La legislación nacional e internacional reconocen que un programa de ordenador o software es una obra literaria, susceptible de protección de derechos de autor.
Generalmente, el software es una obra colectiva y quien funge como autor es una compañía, que tiene sus representantes en cada país. La compañía decide cómo quiere explotar la obra, es decir, cómo quiere comunicarla, distribuirla, y si permite que se modifique, aunque la mayoría no admite que el público entre en el código fuente para modificarla.
Las condiciones de reproducción de la obra también son potestad del autor o de la empresa que tiene los derechos. Y aquí tiene que ver mucho la licencia. No todos los programas tienen licencia para ser usados en múltiples computadoras. Algunas licencias se pactan por volúmenes.
“Cuando usted compra un software, no se convierte en dueño de ese programa, lo que adquiere es una licencia que le indica cómo utilizarlo, y si se excede puede incurrir en un delito. Somos dueños del soporte, no del contenido”, explica el fiscal superior especializado en Delitos Contra la Propiedad Intelectual y Seguridad Informática, Ramiro Esquivel.
Algunas prácticas comunes en residencias, empresas e incluso en oficinas del Gobierno, constituyen en realidad, delitos: comprar un software original y copiarlo para prestarlo, regalarlo o venderlo; instalar un programa con una licencia para una máquina, en un servidor donde se conectan muchas; comprar y usar software pirata; y usar programas sin licencia o con una licencia que no corresponde. Por ejemplo, si compra un Office versión Home/Student y lo usa en una empresa, infringe la licencia.

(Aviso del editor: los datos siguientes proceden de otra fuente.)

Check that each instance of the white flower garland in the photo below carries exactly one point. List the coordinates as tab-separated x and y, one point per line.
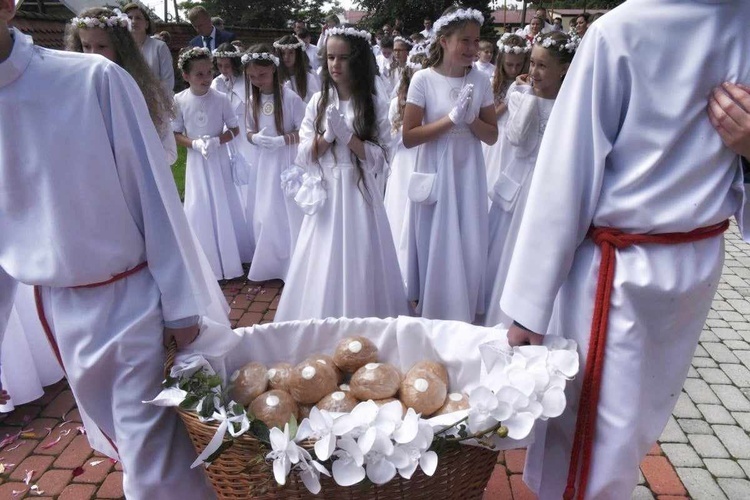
222	54
103	22
403	40
192	53
259	56
548	43
350	32
459	15
288	46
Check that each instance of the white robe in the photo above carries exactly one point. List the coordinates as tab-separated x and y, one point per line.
396	201
344	264
527	119
276	218
112	206
234	88
629	146
313	86
448	240
27	360
212	204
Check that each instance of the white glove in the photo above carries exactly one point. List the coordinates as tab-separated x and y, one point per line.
336	121
198	145
458	113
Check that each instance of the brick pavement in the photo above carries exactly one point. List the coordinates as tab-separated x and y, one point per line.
704	453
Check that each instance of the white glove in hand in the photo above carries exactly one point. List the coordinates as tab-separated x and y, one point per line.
336	121
458	113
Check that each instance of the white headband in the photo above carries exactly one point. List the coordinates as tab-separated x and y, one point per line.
350	32
288	46
259	56
119	19
458	15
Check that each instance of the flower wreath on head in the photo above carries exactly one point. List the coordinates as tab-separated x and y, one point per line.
221	54
103	22
403	40
288	46
548	43
192	53
350	32
458	15
259	56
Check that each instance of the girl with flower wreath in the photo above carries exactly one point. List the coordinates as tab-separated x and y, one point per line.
295	71
113	40
274	114
512	61
449	113
529	106
396	200
231	81
212	204
345	263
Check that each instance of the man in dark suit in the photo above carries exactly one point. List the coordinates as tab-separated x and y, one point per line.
208	35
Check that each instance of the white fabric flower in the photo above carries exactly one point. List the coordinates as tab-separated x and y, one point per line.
319	427
284	454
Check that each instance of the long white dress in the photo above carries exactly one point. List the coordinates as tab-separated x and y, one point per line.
113	205
159	59
344	264
313	86
448	239
522	135
27	360
276	218
396	201
234	88
639	155
493	154
212	204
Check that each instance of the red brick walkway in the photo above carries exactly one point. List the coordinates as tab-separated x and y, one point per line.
49	449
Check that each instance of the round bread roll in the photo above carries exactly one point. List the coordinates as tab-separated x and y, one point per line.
339	401
304	411
433	367
423	391
248	383
311	381
325	359
352	353
454	401
274	408
381	402
375	381
279	375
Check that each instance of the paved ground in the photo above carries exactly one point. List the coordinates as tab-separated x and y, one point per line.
704	452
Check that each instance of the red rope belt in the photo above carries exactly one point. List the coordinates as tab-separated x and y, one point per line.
48	330
609	240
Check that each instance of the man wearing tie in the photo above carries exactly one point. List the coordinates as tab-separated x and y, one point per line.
208	36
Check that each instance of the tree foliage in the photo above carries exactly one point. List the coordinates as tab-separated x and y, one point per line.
265	13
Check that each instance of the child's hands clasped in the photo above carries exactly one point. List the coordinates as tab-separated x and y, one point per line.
460	112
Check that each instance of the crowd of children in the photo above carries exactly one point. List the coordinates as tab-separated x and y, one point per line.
375	181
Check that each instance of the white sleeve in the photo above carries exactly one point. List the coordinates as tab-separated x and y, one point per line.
567	180
417	91
307	134
166	70
151	197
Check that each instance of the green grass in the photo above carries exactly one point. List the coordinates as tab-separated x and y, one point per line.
178	171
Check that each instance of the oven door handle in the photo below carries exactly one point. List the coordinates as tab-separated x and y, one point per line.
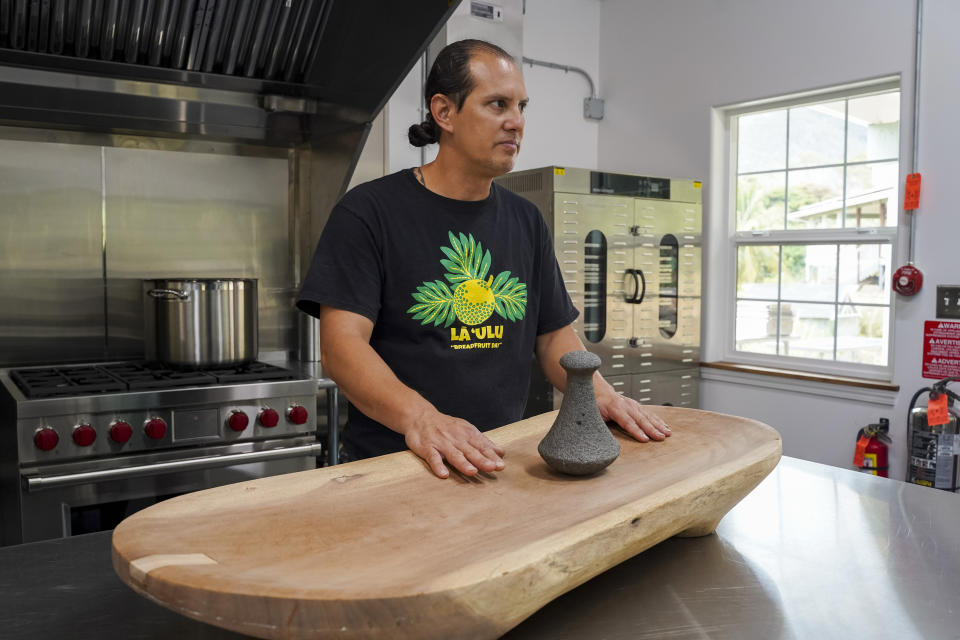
37	483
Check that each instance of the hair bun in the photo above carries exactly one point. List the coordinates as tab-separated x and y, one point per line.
422	134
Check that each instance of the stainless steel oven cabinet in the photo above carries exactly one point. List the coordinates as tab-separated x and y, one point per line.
629	248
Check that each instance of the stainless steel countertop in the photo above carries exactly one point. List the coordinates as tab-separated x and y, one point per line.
813	552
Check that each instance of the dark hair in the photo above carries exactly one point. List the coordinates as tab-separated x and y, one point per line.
450	76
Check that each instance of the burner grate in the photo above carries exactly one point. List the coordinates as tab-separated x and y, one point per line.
141	376
65	381
53	382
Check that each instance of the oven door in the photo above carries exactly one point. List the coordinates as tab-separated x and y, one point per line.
82	497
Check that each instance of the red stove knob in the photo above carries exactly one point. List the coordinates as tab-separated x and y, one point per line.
297	414
269	418
84	435
155	428
121	431
45	438
238	420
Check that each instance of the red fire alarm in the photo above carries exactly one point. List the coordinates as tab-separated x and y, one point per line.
907	280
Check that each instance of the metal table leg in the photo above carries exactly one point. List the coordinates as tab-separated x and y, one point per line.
333	423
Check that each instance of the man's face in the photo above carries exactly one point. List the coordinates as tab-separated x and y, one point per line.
488	129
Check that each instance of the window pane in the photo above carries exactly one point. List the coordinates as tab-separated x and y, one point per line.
806	330
756	326
760	201
865	273
862	334
809	273
816	134
873	194
873	128
814	200
762	142
757	271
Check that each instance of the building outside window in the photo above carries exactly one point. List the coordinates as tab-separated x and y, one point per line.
814	207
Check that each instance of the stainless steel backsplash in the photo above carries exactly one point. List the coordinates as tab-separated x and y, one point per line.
82	224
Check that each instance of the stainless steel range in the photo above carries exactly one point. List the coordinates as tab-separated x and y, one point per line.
82	446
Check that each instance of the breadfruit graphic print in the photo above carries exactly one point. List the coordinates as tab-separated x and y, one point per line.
475	296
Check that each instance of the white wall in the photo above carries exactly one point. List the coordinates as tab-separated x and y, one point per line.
566	32
666	65
561	31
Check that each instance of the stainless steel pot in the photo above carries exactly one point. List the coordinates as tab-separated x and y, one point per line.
200	322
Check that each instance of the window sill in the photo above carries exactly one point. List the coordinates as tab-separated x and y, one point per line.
798	382
801	375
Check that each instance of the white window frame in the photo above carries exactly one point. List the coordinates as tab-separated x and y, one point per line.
723	201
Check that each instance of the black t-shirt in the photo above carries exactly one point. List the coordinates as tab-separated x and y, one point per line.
458	292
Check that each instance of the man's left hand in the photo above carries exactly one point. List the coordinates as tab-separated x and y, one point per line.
631	416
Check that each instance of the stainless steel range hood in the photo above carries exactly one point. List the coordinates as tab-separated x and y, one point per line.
273	72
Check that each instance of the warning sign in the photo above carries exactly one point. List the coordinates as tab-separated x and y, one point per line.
941	349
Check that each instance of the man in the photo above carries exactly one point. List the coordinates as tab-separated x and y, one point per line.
434	286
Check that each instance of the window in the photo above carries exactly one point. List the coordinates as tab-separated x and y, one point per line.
814	204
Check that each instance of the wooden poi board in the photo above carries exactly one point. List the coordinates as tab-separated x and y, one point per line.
381	548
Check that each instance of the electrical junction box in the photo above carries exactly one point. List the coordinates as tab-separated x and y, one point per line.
948	301
487	11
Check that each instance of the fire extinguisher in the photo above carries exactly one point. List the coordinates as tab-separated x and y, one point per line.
870	456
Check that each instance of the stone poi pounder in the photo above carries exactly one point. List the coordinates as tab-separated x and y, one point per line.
579	442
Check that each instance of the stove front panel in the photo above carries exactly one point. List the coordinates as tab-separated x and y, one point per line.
183	426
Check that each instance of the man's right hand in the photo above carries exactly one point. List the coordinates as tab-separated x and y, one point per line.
436	437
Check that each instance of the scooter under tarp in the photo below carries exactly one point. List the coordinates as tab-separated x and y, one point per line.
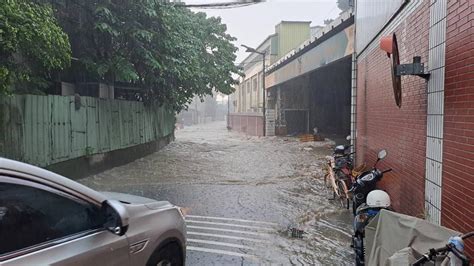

El fiscal Esquivel señala que muchos comercios le instalan a sus clientes programas como Acrobat, Autocad, Photoshop, etc., que cuestan mucho más que la computadora, y la persona se justifica diciendo “yo la compré así, no los instalé”, pero es igual de responsable.
Si bien es legal que se haga una copia de respaldo (backup) del programa adquirido, no es lícito que haga más de una reproducción, ni que use simultáneamente tanto el soporte legalmente adquirido, como la copia.
“Al hablar de ‘reproducción’, se tiende a pensar en ‘quemar un disco’, pero el concepto va más allá, no importa el soporte en que se copie la obra. Desde que uno graba un programa de ordenador en el disco duro, se hizo una reproducción. Y no importa si lo bajamos de internet o si alguien lo instaló”, agrega Esquivel.
La normativa panameña sobre esta materia incluye, entre otras, la Ley 15 de 8 de agosto de 1994 sobre Derecho de Autor y Derechos Conexos; el Decreto 261 de 3 de octubre de 1995 que reglamenta esta ley; y el Decreto Ejecutivo 273 de 27 de diciembre de 2000, que reglamenta el uso de programas de computadora en las entidades estatales.
El Código Penal establece penas de prisión de 2 a 4 años a quienes reproduzcan parcial o íntegramente un programa nuevo no autorizado, y de 4 a 6 años cuando se dediquen a distribuirlo o venderlo en mayor proporción, igualmente a quien a quien lo copia masivamente en laboratorios.
Por otro lado, Angela Shelton, directora nacional de Derecho de Autor del Ministerio de Educación, agrega que el no cumplimiento de las normas afectan la imagen del país, ya que Panamá ha asumido compromisos, como el Convenio de Berna sobre protección de obras literarias y artísticas, y el Tratado de la Organización Mundial de la Propiedad Intelectual sobre derechos de autor.
Más allá de estas consecuencias, descargar, instalar y usar soft- ware ilegítimo también puede vulnerar la seguridad informática, y en las oficinas y empresas se pueden afectar las redes, afirma el fiscal Esquivel. “Muchos programas que se descargan de internet abren puertas traseras sin que sepamos, y por allí empiezan a colarse virus, troyanos, las personas se pueden apoderar de nuestras cuentas bancarias o de correo”.
La fiscalía trabaja en cooperación con las empresas titulares de los derechos para hacer allanamientos en locales y verificar las máquinas. En 2009 se hicieron 18 allanamientos y se revisaron 719 equipos, encontrando que faltaban 705 licencias. Actualmente hay una campaña de legalización de software que lleva a cabo la Business Software Alliance, que agrupa a las compañías fabricantes de software.